LOS ANGELES — Coach Darryl Sutter has a contract offer to return to the Los Angeles Kings, and the club is waiting to find out whether he will accept it.
General manager Dean Lombardi said Friday that the Kings’ deal is “very fair” to the two-time Stanley Cup champion coach.
“Darryl has an offer on the table,” Lombardi said. “I think there’s an offer that’s certainly respectable. I don’t think this is about money. It’s (more about) are we ready to do this? That issue of where we’re going, and where we are, is always out there. It’s a different challenge.”
In his first public comments since the end of the Kings’ season, Lombardi said he isn’t concerned that Sutter might not return for a sixth season. Instead, Lombardi emphasized that he believes the 57-year-old Sutter just wants to make sure the Kings are going in the right direction after their second straight season ended too early for the former champions’ taste.
Los Angeles won the title in 2012 and 2014, but missed the playoffs last season.

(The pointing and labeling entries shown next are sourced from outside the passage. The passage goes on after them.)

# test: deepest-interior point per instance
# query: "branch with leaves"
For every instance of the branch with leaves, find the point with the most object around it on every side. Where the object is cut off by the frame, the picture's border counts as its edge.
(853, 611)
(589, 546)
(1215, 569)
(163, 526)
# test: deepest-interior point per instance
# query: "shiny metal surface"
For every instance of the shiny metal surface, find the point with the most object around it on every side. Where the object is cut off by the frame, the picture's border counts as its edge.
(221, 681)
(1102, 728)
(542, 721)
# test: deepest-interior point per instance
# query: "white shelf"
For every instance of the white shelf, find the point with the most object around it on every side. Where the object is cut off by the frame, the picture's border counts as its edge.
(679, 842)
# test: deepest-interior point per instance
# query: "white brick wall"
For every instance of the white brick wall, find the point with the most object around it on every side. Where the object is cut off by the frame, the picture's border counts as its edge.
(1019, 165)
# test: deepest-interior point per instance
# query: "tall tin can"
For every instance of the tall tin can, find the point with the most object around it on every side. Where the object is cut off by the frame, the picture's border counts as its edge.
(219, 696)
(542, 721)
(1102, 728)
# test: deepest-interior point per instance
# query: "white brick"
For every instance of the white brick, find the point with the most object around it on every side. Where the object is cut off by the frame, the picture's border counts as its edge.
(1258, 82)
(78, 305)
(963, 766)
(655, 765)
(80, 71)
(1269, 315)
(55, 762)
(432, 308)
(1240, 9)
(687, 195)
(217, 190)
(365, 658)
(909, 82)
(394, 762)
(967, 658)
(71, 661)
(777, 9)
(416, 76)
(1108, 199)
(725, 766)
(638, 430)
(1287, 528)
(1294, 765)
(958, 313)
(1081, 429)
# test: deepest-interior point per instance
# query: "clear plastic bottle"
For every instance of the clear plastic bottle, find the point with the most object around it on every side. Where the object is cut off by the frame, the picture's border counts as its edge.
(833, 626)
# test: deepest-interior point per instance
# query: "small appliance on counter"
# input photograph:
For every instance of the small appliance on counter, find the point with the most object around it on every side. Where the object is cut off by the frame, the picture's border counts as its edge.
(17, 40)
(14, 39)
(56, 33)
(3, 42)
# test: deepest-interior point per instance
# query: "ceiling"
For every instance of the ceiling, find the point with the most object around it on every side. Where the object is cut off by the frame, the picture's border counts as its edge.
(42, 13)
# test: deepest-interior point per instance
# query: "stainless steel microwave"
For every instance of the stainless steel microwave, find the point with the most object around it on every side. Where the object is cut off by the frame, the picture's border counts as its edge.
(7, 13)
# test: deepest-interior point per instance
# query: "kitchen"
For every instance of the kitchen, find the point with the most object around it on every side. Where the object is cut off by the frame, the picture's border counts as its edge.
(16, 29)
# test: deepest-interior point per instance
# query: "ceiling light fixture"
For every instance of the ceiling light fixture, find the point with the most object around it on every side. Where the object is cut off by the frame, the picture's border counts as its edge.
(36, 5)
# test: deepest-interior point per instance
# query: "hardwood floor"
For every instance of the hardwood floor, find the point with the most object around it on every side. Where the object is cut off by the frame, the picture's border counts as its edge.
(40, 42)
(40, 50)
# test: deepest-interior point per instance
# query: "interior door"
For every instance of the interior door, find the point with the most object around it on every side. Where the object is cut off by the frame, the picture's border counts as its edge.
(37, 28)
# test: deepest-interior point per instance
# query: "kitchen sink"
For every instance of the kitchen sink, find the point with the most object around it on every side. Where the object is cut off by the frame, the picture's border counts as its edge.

The Kings rebounded strongly and led the Pacific Division for most of this season, but finished one point out of first place before getting routed in five games by San Jose in the first round of the playoffs.
“There’s going to be a lot of work, and just like building it in the past, you have to stick with some tough times,” Lombardi said. “Make no mistake, for us to get this back on track, there are going to be some minor punches in the gut as we fight our way through.”
The Kings became an NHL power with a disciplined, defense-first approach built around the homegrown talents of defenseman Drew Doughty, center Anze Kopitar and goalie Jonathan Quick. They also added Jeff Carter and Marian Gaborik on their way to their titles, but their success with veteran players has led to the burden of several lucrative, long-term contracts on Lombardi’s payroll for years to come.
Lombardi spoke at length on the importance of reinventing the Kings’ approach for the future. Los Angeles had one of the NHL’s best defensive teams during the regular season, but struggled against the Sharks’ aggressive attack in the postseason.
“Usually now, failure is the best teacher,” Lombardi said. “So it’s very simple for every part of this organization right now, and it started with the amateur scouts. We have to look at ourselves in the mirror and admit that … we have to get back on that path — the innovation, the spark, the challenge that was there seven years ago and we were coming from the gutter.”
Lombardi also reported progress on a new contract for forward Milan Lucic, who had a solid debut season with the Kings. Lucic could be a valuable commodity on the free-agent market this summer, but has repeatedly said he hopes to re-sign with Los Angeles, which acquired him from Boston.
“No question he’s a great fit” for the Kings’ two-way style of play, Lombardi said, declining extensive comment on ongoing negotiations.